Frame: Pytorch
Data set: Fashion MNIST (advanced handwritten digit recognition)
Network: Convolutional Neural Network (CNN), also known as sliding neural network
Purpose: Familiar with the Pytorch framework and build a simple sliding product neural network
structure:
Code:
Quote
import torch
import torch.nn as nn
import torchvision.datasets as dsets
from skimage import transform
import torchvision.transforms as transforms
from torch.autograd import Variable
import pandas as pd;
import numpy as np;
from torch.utils.data import Dataset, DataLoader
from vis_utils import *
import random;
import math;
Hyperparameter
num_epochs = 5;
batch_size = 100;
learning_rate = 0.001;
这块黑色的我不知道怎么去掉~哎呀呀,小黑屏幕,哎呀呀,你也去不掉呀,你是咋出来的呢,我也不知道呀!小白菜呀,地里黄呀,小黑屏呀,去不掉呀。嘿嘿!嘿嘿!嘿嘿嘿!
Define the data set
The built-in data set in Pytorch does not include Fashion MNIST, so you need to customize the Fashion MNIST data set. The custom data set needs to inherit the parent class Dataset and override the two private member functions in the parent class members.

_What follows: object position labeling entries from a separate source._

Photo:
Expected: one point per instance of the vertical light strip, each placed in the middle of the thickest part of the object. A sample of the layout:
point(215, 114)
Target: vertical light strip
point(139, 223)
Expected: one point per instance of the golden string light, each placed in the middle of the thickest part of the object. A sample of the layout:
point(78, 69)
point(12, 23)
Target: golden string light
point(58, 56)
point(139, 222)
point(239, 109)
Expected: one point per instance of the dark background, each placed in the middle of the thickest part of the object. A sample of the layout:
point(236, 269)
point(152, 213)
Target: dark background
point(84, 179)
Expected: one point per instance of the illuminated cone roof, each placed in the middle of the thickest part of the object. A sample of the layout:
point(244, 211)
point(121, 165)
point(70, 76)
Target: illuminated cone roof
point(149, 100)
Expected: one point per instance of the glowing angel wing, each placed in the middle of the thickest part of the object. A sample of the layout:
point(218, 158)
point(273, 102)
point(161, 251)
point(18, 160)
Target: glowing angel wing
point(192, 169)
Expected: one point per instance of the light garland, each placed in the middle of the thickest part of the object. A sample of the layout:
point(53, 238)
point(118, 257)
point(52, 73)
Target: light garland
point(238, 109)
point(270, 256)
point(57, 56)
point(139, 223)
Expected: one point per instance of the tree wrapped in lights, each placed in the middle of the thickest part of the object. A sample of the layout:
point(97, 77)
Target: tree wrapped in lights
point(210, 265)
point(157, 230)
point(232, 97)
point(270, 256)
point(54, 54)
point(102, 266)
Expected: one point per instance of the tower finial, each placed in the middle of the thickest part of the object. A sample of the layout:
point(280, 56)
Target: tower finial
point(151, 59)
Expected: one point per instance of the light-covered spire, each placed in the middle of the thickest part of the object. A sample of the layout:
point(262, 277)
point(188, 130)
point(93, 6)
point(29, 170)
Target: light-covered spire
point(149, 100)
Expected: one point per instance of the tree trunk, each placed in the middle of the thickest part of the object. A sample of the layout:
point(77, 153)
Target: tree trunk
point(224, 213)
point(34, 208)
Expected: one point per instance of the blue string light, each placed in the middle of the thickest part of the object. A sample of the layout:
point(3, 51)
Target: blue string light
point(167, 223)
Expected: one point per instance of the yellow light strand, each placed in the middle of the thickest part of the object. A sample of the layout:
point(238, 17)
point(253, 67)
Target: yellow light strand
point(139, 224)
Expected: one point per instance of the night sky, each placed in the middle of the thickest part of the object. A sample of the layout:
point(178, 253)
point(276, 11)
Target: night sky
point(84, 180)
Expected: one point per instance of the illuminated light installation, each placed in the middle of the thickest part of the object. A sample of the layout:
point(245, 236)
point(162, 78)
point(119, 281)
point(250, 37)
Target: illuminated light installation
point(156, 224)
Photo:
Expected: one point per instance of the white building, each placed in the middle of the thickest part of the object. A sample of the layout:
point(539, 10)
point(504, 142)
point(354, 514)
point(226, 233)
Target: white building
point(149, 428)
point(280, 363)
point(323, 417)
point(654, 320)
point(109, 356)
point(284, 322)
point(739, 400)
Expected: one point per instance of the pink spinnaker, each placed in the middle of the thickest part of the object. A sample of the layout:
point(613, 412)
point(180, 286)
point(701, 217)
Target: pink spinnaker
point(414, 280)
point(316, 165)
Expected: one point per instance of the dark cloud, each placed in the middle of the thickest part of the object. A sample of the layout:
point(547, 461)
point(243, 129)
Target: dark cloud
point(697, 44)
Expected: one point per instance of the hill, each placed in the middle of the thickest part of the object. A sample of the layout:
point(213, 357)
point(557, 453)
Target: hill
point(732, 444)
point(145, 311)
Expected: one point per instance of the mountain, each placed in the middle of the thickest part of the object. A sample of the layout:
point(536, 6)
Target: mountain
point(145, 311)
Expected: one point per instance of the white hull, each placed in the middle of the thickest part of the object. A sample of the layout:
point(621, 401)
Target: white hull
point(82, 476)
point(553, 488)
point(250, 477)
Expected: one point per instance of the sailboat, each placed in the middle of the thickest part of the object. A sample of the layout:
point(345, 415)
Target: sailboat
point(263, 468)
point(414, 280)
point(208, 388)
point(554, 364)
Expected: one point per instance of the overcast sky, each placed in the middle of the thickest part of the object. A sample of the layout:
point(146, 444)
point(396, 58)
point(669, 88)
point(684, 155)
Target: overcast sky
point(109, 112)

Where __len__ should return the size of the data set , and __getitem__ should write a function that supports data indexing.
def getitem(self, index):
def len(self):
class FashionMNISTDataset(Dataset):
'''Fashion MNIST Dataset'''
def __init__(self, csv_file, transform=None): #初始化函数,主要用于数据的加载,pandas读取数据为dataframe,转成numpy数组来进行索引 。
"""
Args:
csv_file (string): csv file地址
transform (callable): Optional transform to apply to sample
"""
'''iloc:分割矩阵,data:表格数据。X:样本,Y:标签且在0列。
取样本:行全取、列从第1到结束。取标签:行全取,列取0。'''
data = pd.read_csv(csv_file); #从csv文件加载数据,使用Pandas读入
self.X = np.array(data.iloc[:, 1:]).reshape(-1, 1, 28, 28).astype(float);
self.Y = np.array(data.iloc[:, 0]); #数据转换为numpy数组从而索引
del data; # 结束data对数据的引用,节省空间
self.transform = transform; #transform默认值为None
def __len__(self): #样本长度,即数据集总数,dataloader需使用。
return len(self.X);
def __getitem__(self, idx): #返回单张图片。输入索引,返回该样本及其标签。如果定义transform,转换样本并返回。
item = self.X[idx];
label = self.Y[idx];
if self.transform:
item = self.transform(item);
return (item, label); #样本和标签
Divide the sample set and test set
train_dataset = FashionMNISTDataset(csv_file='fashionmnist/fashion-mnist_train.csv');
test_dataset = FashionMNISTDataset(csv_file='fashionmnist/fashion-mnist_test.csv')
Download Data
train_loader = torch.utils.data.DataLoader(dataset=train_dataset,
batch_size=batch_size,
shuffle=True);
test_loader = torch.utils.data.DataLoader(dataset=test_dataset,
batch_size=batch_size,
shuffle=True);
Building a sliding product network
The network inherits nn.Module, writes __init__ and forward functions. Use the nn module to define the network layer: (convolution-normalization-activation-pooling)-(convolution-normalization-activation-pooling)-fully connected layer (10 category output)
class CNN(nn.Module):
def __init__(self):
super(CNN, self).__init__()
self.layer1 = nn.Sequential(
nn.Conv2d(1, 16, kernel_size=5, padding=2),
nn.BatchNorm2d(16),
nn.ReLU(),
nn.MaxPool2d(2))
self.layer2 = nn.Sequential(
nn.Conv2d(16, 32, kernel_size=5, padding=2),
nn.BatchNorm2d(32),
nn.ReLU(),
nn.MaxPool2d(2))
self.fc = nn.Linear(7*7*32, 10)
def forward(self, x):
out = self.layer1(x)
out = self.layer2(out)
out = out.view(out.size(0), -1)
out = self.fc(out)
return out
Network instantiation
cnn = CNN();
Define loss function
criterion = nn.CrossEntropyLoss();
Choose an optimizer
Multi-classification uses Softmax regression to turn the results obtained by the forward propagation of the neural network into a probability distribution, so cross-entropy loss is used. Pytorch to nn.LogSoftmax()
and nn.NLLLoss()
integrated into NN.CrossEntropyLoss () is the cross-entropy.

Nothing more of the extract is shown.